Certains malades du service étaient difficiles, proches de la mort, d’autres le corps en grande partie enseveli sous la douleur. Ils aimaient la compagnie de ces jeunes soignants. Ils se consolaient grâce à leur douceur et à leur innocence. Ils n’étaient ni jugés ni rejetés, ils étaient plaints et admirés.
Les jeunes apprentis sortaient parfois en pleurant des chambres des malades les plus durement atteints. Je laissais mes dossiers et le chariot. Acte dissident de l’hôpital central universitaire où l’on apprend à tomber droit, à se relever tout seul et sans plus savoir si on se fait mal. Je proposais aux jeunes éprouvés de marcher avec eux, mais je sentais que nous restions sur deux chemins distincts. J’avais quitté depuis longtemps le leur, fait d’un sol dur, pierreux qu’il fallait fendre et ameublir.

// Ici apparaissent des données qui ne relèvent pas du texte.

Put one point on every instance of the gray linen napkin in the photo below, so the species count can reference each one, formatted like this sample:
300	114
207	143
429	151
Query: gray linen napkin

Je n’avais pas suivi la route balisée et je me sentais sur un layon de mercenaire. Je témoignais aux patients de ma préoccupation et de mon empathie. J’accompagnais même parfois mes paroles d’un geste, posant ma main sur leur avant-bras. Mais ce geste était autant réglé et maîtrisé que si je me coiffais d’un chèche. Un litham extrêmement bien mis, me protégeant contre les vents de poussières, ne laissant à l’autre que le regard accessible.
Auparavant, il y a… des années, j’avais laissé ma main hésitante aller jusqu’au creux de la paume, sèche et amaigrie. Comme deux fourmis sourdes et muettes, nous communiquions du bout de nos antennes. Dans cette alcôve minuscule, nous faisions persister l’essentiel des soins.